Illinois Sen. Dick Durbin reacts to Biden's Supreme Court nomination
WASHINGTON, D.C. - President Joe Biden has nominated Judge Ketanji Brown Jackson to replace Justice Stephen Breyer on the U.S. Supreme Court, fulfilling a campaign promise to nominate an African American woman to the high court.
In presenting his nominee, Biden said "for too long...our courts haven't looked like America."
Jackson has already been confirmed two times by the Senate for other judgeships, as recently as last year when she was confirmed to a federal appeals court in Washington, D.C.
Jackson is 51-years-old, a Florida native, and a graduate of Harvard Law School. Twenty-two years ago, she clerked for Breyer — the justice she's now set to replace.
DOWNLOAD THE FOX 32 CHICAGO APP FOR BREAKING NEWS ALERTS
"She's an extraordinary person in terms of her life, her story, and her professional qualifications to serve on the court," said Illinois Sen. Dick Durbin, who chairs the Senate Judiciary Committee. "She has published over 500 opinions as a judge, so her record is well-known and well-established."

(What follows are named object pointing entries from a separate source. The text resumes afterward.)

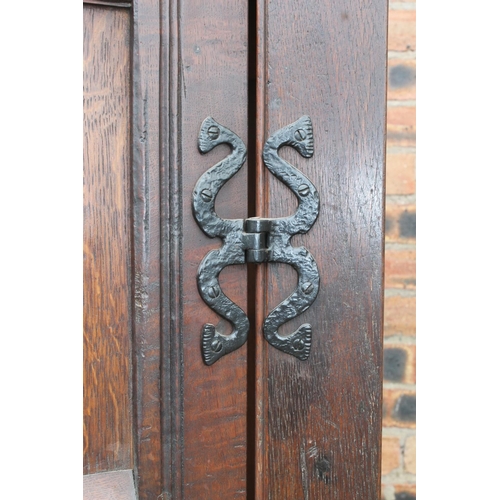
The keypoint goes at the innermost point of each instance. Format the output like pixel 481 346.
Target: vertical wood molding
pixel 146 244
pixel 108 440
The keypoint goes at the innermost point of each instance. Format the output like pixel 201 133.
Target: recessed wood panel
pixel 319 421
pixel 213 47
pixel 107 296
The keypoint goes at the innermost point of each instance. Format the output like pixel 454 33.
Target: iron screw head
pixel 303 190
pixel 298 344
pixel 206 195
pixel 213 132
pixel 300 134
pixel 216 345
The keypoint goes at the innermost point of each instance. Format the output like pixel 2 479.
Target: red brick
pixel 409 376
pixel 401 126
pixel 400 269
pixel 399 316
pixel 395 400
pixel 400 173
pixel 401 79
pixel 391 454
pixel 402 30
pixel 400 223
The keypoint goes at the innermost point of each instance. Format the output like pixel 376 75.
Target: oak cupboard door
pixel 258 423
pixel 319 421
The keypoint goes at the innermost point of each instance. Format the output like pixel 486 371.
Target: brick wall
pixel 398 435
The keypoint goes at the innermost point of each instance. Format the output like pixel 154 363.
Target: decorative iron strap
pixel 256 240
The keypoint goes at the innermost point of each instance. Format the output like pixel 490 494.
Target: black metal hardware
pixel 256 240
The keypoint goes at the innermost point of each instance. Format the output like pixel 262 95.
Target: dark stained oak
pixel 319 421
pixel 106 234
pixel 258 423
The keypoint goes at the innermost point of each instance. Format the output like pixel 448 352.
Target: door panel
pixel 319 420
pixel 107 293
pixel 258 423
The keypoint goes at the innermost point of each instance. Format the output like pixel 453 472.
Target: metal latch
pixel 256 240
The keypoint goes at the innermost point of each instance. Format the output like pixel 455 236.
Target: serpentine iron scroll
pixel 256 240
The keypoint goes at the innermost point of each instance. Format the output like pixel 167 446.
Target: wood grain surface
pixel 118 485
pixel 107 293
pixel 319 421
pixel 210 64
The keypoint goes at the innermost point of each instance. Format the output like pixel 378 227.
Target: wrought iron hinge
pixel 256 240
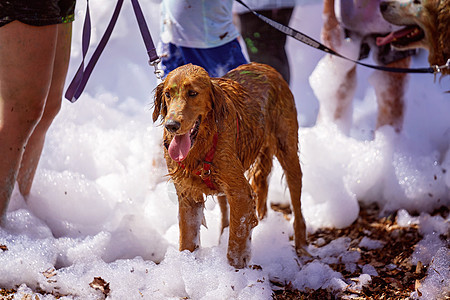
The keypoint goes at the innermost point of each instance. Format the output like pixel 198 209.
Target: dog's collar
pixel 205 171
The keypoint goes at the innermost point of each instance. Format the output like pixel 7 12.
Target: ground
pixel 397 283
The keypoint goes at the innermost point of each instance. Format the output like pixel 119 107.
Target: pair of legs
pixel 389 87
pixel 33 68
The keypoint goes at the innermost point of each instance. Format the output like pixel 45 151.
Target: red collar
pixel 205 172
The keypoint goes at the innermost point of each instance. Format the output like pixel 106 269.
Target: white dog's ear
pixel 219 104
pixel 159 104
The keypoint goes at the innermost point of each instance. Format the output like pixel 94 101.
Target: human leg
pixel 266 44
pixel 26 65
pixel 35 143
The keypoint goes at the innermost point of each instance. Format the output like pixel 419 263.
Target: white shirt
pixel 197 23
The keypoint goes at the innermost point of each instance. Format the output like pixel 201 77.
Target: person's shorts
pixel 37 12
pixel 216 61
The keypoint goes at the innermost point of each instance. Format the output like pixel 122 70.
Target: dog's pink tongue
pixel 393 36
pixel 179 147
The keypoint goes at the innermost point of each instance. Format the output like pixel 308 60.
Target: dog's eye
pixel 192 93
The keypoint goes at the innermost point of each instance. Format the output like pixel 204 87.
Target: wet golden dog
pixel 216 129
pixel 427 25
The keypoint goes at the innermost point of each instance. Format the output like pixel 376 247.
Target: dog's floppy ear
pixel 159 105
pixel 219 104
pixel 444 34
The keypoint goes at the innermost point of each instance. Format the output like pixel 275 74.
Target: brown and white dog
pixel 426 24
pixel 350 27
pixel 217 129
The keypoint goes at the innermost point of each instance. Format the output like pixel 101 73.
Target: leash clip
pixel 438 69
pixel 158 72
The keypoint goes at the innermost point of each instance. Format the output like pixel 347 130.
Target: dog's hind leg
pixel 390 89
pixel 288 157
pixel 259 175
pixel 223 204
pixel 190 218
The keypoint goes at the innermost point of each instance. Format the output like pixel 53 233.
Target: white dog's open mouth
pixel 181 144
pixel 403 37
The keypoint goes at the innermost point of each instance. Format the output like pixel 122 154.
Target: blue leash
pixel 315 44
pixel 82 75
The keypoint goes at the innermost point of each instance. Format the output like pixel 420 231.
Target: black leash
pixel 82 75
pixel 315 44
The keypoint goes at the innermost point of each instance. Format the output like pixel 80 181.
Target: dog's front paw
pixel 238 261
pixel 238 254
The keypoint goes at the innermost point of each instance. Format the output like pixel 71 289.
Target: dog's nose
pixel 172 125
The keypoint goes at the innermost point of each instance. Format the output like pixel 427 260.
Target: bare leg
pixel 336 99
pixel 35 143
pixel 26 66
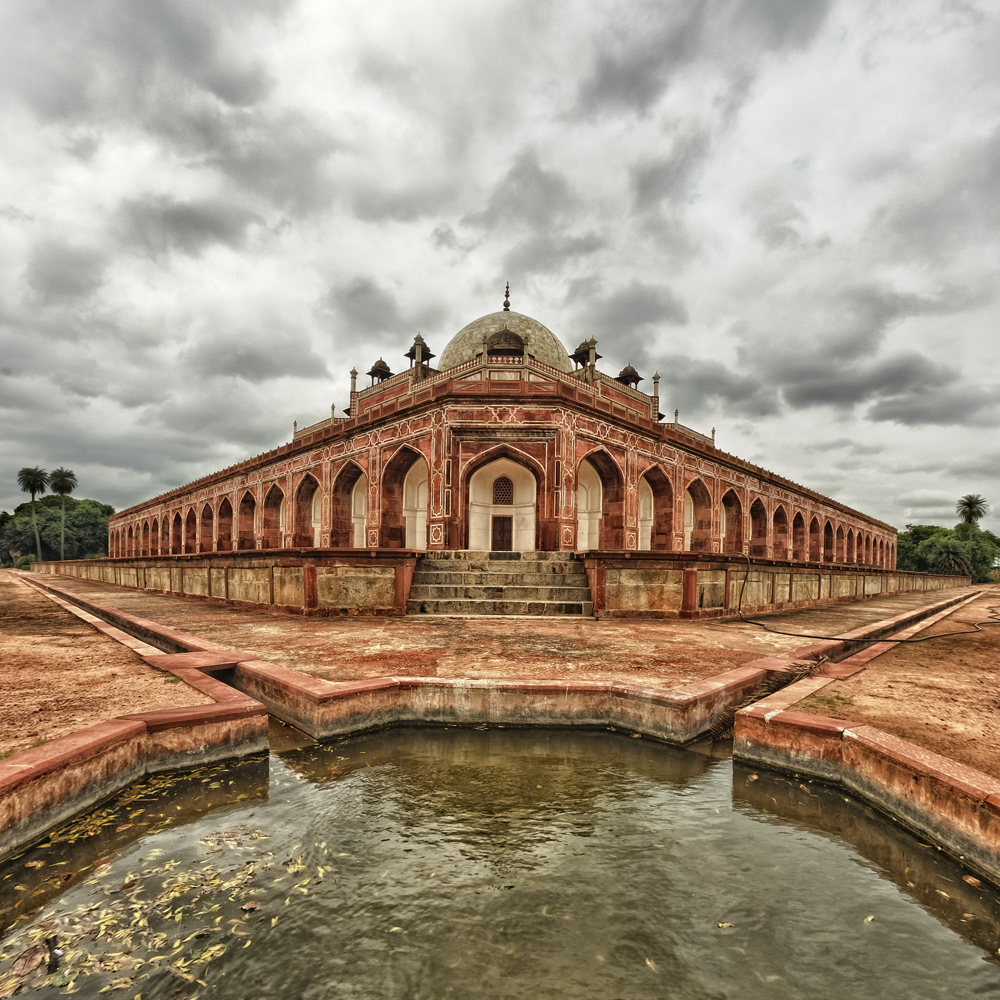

That record is described as "liberal-leaning" and not everyone's thrilled with Biden's pick. South Carolina Republican Senator Lindsey Graham voiced his displeasure via Twitter, writing in part. "...the radical left has won President Biden over yet again."
But others describe Jackson as a consensus builder.
"She will be able to reach over and talk to people who are conservative — more conservative than she might be — as well as people who are liberal, more liberal than she might be, and bring the sides together," said CK Hoffler, Rainbow-Push Chairman and Former President of the National Bar Association. "There are untold millions of Black and brown girls and other girls, quite frankly, that when they see her on the US Supreme Court will have such a favorable reaction."
As for Judge Jackson's upcoming confirmation hearings, Durbin said the first hearing will likely happen in a matter of weeks. Hoffler said in this political environment — and with the Senate evenly divided — her confirmation is by no means a guarantee.